It’s been a month of this bullshit. This throwing program fucking sucks. Long-toss is for outfielders. Throwing to my cousin Jorge, who l never should’ve let stay with me in my house. I think he pisses in my pool. Definitely never walks Zeus, my French bulldog. Can’t even make eggs. How does a kid get to be 22 and can’t make eggs? Guess my oldest brother and his wife never taught him anything. Now the kid is holed up in my guest room probably masturbating. He orders pizzas almost every night.
Meanwhile, my girlfriend told me she needed a break. Said I’m depressed and gloomy. Well, fuck yeah I’m depressed! I can’t pitch. That’s my life. She liked sitting in that suite at the stadium and screaming from those seats. Way to support me when I’m down. She doesn’t know adversity. She’s never been a professional anything. She used to be a flight attendant. Now she’s trying to get a real estate license. Maybe she can sell my house when I get traded.
Anyway, I’m supposed to throw long-toss for 30 minutes a day. Three-hundred feet. I take Jorge to the high school field in this plastic suburb and I toss him strikes from deep center. They told me to come back to the stadium after two weeks of long-toss. Cheap ass major league team. Last winter, they fired half of their training staff and started sending us slide presentations they probably made with AI.
One thing you learn after elbow surgery… you’re just another dude in a uniform. Doesn’t matter how much you signed for ($1.5 million). Doesn’t matter how good you were in the minors or how high you rose on the Top 100 lists (I got to 16.) None of that really matters. All that matters is your current velocity and your spin rate. My velo is back. I hit 97 the other day, when they had me come and check in at the facility. My spin rate isn’t. I can’t command shit… so long-toss is all there is right now. If I’m lucky, they let me go out on a three-week rehab assignment in June.
Jorge asked me what he should do with his life. I asked him what he can imagine himself doing. He told me he has no idea. I told him the first thing to do is stop watching that moron Mr. Beast and stop listening to that Rogan bullshit. I told him to read a book. He went down to Barnes & Noble and bought a set of graphic novels. All superheroes and demons and shit. I’m surprised Jorge can even read. He’s asked me about girls. I told him to be honest. He said, “They’re all lying in their profiles.” He said when he meets them, they look totally different. I asked about his profile. He showed me his picture. It’s from four years ago, when he was a track star in high school. I asked him, “And do they all think you’re 18? Update your damn picture!” Jorge got embarrassed. He had a six-pack. That was before he started drinking six-packs. He’s probably 30 pounds heavier now. I put him on a cardio regimen. That lasted about two weeks. He said he prefers walking to running. What a kid!

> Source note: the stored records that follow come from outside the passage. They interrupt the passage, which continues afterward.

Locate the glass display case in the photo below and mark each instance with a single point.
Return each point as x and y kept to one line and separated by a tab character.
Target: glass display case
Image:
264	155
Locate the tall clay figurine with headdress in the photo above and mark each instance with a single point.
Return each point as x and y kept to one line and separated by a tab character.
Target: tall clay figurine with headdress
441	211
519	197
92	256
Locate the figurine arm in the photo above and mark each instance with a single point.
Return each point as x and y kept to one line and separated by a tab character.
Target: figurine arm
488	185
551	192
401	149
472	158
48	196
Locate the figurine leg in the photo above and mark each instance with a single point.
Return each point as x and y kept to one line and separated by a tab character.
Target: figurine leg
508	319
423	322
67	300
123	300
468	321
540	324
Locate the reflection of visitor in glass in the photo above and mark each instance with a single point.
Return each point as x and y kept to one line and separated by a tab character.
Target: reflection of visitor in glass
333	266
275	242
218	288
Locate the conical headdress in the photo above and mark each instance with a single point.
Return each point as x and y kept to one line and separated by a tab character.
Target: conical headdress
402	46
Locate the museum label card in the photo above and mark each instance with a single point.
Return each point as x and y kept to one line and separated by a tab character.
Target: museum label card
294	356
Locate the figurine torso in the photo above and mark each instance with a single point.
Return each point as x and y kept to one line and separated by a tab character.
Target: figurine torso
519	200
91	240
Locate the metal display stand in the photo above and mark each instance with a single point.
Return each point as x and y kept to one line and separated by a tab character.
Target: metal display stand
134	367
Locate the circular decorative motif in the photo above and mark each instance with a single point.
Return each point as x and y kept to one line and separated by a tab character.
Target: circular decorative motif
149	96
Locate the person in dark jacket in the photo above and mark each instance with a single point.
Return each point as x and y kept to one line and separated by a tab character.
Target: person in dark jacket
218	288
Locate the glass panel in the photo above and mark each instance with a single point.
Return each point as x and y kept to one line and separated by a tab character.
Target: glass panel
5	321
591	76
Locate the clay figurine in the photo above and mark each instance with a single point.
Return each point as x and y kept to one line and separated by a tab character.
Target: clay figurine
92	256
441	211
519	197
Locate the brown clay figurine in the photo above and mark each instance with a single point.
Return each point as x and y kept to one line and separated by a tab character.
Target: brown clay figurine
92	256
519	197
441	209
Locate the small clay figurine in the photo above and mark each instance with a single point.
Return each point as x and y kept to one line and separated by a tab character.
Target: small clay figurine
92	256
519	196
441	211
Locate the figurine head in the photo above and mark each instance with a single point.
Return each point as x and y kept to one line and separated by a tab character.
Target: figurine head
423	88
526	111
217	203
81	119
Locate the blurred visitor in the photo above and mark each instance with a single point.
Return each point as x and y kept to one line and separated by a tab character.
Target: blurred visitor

Anyway, I’ve got to ice this sore arm. Long-toss is a bastard. The team is already 10 games under .500, so they’re in no rush to see if I can help. The ace just went on the injured list with a knee issue. The rookie they brought up can’t find the strike zone. The other guys are all nibblers, trying to get by with off-speed junk, all change-ups and sweepers. What the hell would I do if I couldn’t pitch anymore? Probably go into the woods and live in a cabin. Sit in an old wooden chair on a porch, looking up at the stars while the owls and frogs serenade me. Three more years until I can pick my team, assuming my arm holds up and I resurrect this prematurely paused career. Wonder if Jorge has already ordered a pizza. I’m getting hungry.